When the woman stood up I looked back to Lucas.
“But who is supposed to protect the cats, then, if not the police?” Lucas asked. It was the second time he had used that word “police.” I could tell he was upset and went to sit at his feet, hoping to help him be happy.
“You don’t have a role to play here. Understand?” The man in dark clothes gestured to the big machine. “I get why this bothers you, but you can’t interfere with a construction project. If you don’t leave we’re going to have to take you in.”
The woman with the two-dog smells touched Lucas on the arm. “The best thing for you and your puppy is to go home now.”
“Will you at least shine your flashlight in the crawl space?” Lucas asked. “You’ll see what I’m talking about.”
“I’m not sure that would make any difference,” the woman replied.
I watched as another car pulled up. This one was redolent with dogs and cats and even other animals. I lifted my nose in the air, sorting it all out.
The new vehicle contained a woman and a man. The man reached into the backseat and pulled out something big and set it on his shoulder. I could not smell what it was. He touched it and a strong light came from it, reminding me of the time when lights flooded in from the hole and flashed on the cats as they ran from it in the den.
I knew the woman. She was the person who had climbed under the house the day I met Lucas. I wagged at both the newcomers, happy to see them. There were so many people here!
“Hi, Audrey,” Lucas greeted.
I wanted to go see the woman, who I decided was named Audrey, but she and her friend stopped short of coming up to us. The light tracked across Lucas’s face and then settled on the dirt in front of the hole to the den.

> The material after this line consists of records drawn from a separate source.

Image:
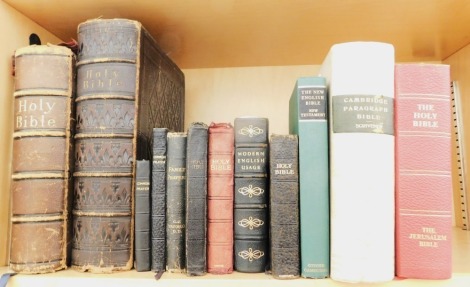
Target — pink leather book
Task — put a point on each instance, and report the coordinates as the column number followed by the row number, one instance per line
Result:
column 220, row 199
column 423, row 171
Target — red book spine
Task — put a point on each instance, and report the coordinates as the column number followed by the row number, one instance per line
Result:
column 220, row 199
column 423, row 171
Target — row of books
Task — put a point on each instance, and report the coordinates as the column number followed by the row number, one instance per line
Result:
column 83, row 116
column 360, row 190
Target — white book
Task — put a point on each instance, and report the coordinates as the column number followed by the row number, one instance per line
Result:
column 360, row 78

The man with the smoky meat smells strode over. His footsteps were heavy and he gestured with his hands like a man throwing a toy for a dog. “Hey! There’s no filming here.”
Audrey moved closer to the man with the thing on his shoulder. “We’re filming you because you’re tearing down a dwelling that is home to feral cats!”
The smoky-meat man shook his head. “There are no cats here anymore!”
I tensed—Mother Cat! She paused for a moment at the edge of the hole, assessing her situation, and then streaked out into the open, running right past us and vanishing into some bushes at the back fence. I forgot I was on the leash when I tried to chase after her, pulling up short. Frustrated, I sat and yelped.
“Did you get that?” Audrey asked her friend.
“I got it,” replied the man with the thing on his shoulder.
“So, no cats?” Lucas said to the smoky-meat man.
“I want you to arrest those people,” the man shouted at the people in dark clothes.
“They’re standing on the sidewalk,” the man in the dark clothes observed calmly. “No law against that.”
“We’re not going to arrest anyone for filming,” the woman with the two-dog smell added. “And you did tell us there were no cats.”
“I’m with animal rescue,” Audrey said from where she stood. “We’ve already put in a call to the building commission. They are pulling the demolition permit because of the presence of feral cats. Officers, if he tears down this house, it will be an illegal act.”
“That’s impossible,” smoky-meat man sneered. “They don’t move that fast. They don’t even answer the damn phone that fast.”
“They do when one of our board members calls. She’s a county commissioner,” Audrey replied.
The two people in dark clothes looked at each other. “This is so not our department,” the man said.
“But you saw the cat. Animal welfare is your department,” Audrey said. I wondered why she didn’t come over, but she stood by where the cars were parked. I wanted her to play with us!
“This is costing me money while everyone stands around! I expect the police to do their job and get these people the hell out of here!” the man with the smoky meat smell said angrily.
Police—people who wore dark clothes and had objects on their hips were police. Both of them stiffened. “Sir,” the woman said to Lucas, “would you please take your dog and move to the sidewalk?”
“Not if he is going to pull a house down on top of a bunch of helpless cats,” Lucas responded stubbornly.
“Jesus Christ!” the smoky-meat man shouted.
The man and the woman in dark clothes looked at each other. “Lucas. If I have to ask you again I’m going to cuff you and put you in the back of our unit,” the woman police said.
Lucas stood quietly for a moment, and then he and I went over so that Audrey could pet me. I was so happy to see her! And I was glad, too, that smoky-meat man and the police followed so we could all be together.
Smoky-meat man took a deep breath. “There were a couple dozen cats here, but not anymore. The cat we just saw could have been in there checking things out—it doesn’t mean it lives there.”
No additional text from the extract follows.